Assessment of clinical depression comorbid with posttraumatic stress disorder  [PDF]
Simonovi? Maja,Grbe?a Grozdanko,Milenkovi? Tatjana,Radisavljevi? Mi?a
Vojnosanitetski Pregled , 2008, DOI: 10.2298/vsp0803199s
Abstract: Background/Aim. Comorbidity of the posttraumatic stress disorder (PTSD) and depression is often recognized in the clinical practice. The aim of the paper was to determine the severity of depression and the group of symptoms which are the most prominent in clinical depression comorbid with PTSD. Methods.
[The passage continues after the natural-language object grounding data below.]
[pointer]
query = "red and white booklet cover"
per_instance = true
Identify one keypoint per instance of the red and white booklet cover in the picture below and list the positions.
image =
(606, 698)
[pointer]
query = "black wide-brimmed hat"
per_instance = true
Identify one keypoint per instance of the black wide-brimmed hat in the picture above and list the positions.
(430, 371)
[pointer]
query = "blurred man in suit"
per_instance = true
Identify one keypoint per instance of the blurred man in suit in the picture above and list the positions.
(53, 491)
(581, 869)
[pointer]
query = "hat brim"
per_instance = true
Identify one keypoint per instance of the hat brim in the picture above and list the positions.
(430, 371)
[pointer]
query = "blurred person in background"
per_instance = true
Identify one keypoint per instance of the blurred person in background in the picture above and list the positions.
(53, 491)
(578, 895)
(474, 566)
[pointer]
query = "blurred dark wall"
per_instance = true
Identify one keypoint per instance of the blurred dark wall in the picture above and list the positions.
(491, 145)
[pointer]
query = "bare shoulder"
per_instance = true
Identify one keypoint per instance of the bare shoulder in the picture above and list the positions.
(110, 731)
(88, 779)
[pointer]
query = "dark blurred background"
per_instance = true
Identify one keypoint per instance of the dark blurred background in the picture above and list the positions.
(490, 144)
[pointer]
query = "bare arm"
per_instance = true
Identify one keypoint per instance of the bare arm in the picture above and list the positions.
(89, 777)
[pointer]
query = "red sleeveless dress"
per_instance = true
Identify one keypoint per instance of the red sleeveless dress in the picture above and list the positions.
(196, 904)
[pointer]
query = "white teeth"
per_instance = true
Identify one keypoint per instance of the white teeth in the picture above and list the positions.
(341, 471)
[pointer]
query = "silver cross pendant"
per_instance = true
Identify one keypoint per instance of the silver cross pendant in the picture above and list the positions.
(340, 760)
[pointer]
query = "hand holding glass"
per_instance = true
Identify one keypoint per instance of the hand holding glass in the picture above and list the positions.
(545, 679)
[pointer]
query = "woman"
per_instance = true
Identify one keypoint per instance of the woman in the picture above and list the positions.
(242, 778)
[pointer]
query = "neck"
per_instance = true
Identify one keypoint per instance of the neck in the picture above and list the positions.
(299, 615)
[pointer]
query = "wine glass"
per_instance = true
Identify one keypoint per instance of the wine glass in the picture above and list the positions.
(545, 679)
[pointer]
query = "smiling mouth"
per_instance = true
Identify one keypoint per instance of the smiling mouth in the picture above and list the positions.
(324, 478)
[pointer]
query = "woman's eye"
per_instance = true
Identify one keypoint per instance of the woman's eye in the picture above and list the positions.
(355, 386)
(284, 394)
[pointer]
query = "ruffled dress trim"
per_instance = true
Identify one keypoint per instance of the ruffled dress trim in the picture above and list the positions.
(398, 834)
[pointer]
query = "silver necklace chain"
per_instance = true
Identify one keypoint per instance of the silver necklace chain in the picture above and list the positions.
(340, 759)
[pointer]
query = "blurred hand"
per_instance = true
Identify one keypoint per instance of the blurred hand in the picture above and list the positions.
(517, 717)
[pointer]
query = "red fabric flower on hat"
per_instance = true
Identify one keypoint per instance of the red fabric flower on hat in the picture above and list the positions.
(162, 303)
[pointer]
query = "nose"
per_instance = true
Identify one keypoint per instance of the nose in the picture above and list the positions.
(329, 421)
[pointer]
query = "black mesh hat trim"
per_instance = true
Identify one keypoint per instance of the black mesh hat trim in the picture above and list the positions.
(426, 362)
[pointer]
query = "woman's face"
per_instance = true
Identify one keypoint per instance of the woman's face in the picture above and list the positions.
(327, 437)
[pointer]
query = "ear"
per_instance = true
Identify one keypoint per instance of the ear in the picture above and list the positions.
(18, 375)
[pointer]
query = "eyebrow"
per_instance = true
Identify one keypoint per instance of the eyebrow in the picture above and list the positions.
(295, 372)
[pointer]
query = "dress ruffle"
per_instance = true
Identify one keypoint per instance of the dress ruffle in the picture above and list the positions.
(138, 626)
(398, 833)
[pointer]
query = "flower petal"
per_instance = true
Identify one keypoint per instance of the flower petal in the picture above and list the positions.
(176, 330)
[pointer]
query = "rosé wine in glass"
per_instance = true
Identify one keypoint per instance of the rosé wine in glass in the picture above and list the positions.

Totally 60 patients were assessed and divided into the experimental and control group using the Structured Clinical Interview for DSM-IV Axis I Disorders, Investigator Version (SCID-I, modified) (SCID for DSM-IV) and ICD-10 diagnostic criteria. The presence and the severity of the disorders were assessed by means of the following instruments: Clinician-Administrated PTSD Scale for DSM-IV (CAPS-DX), Montgomery-Asberg Depression Rating Scale (MADRS) and 17-item Hamilton Rating Scale for Depression (HAMD). The differences between groups were evaluated using Student t test and by means of the correlation analysis of the data with p < 0.05. Results. The obtained results showed that depression witch was comorbid with PTSD was of significant clinical severity with 31.20 score on HAMD and 30.43 score on MADRS in PTSD-D group. The group of the symptoms: lassitude, inability to feel, suicidal thoughts and inner tension contributed mostly to the global severity of the comorbid clinical depression on MADRS. The group of the symptoms: suicide and somatic symptoms, gastrointestinal, guilt, hypochondriasis, work and activity, anxiety psychic, agitation, and weight loss, genital symptoms and anxiety somatic contributed mostly to the global severity of comorbid clinical depression on HAMD. The average score was 16.03 and 16.97 on HAMD and MADRS, respectively in PTSD group. Conclusion. Depression which is comorbid with posttraumatic stress disorder represents significant clinical entity with domination of the different groups of symptoms between the groups PTSD and PTSD-D on HAMD. Identification of aforementioned severity of illness and delineated group of symptoms lead the clinician to establish the diagnosis of depression, reduce the risk of diagnostic ommition of the depression and enable the clinician to chose the optimal treatment method for the delineated disorders.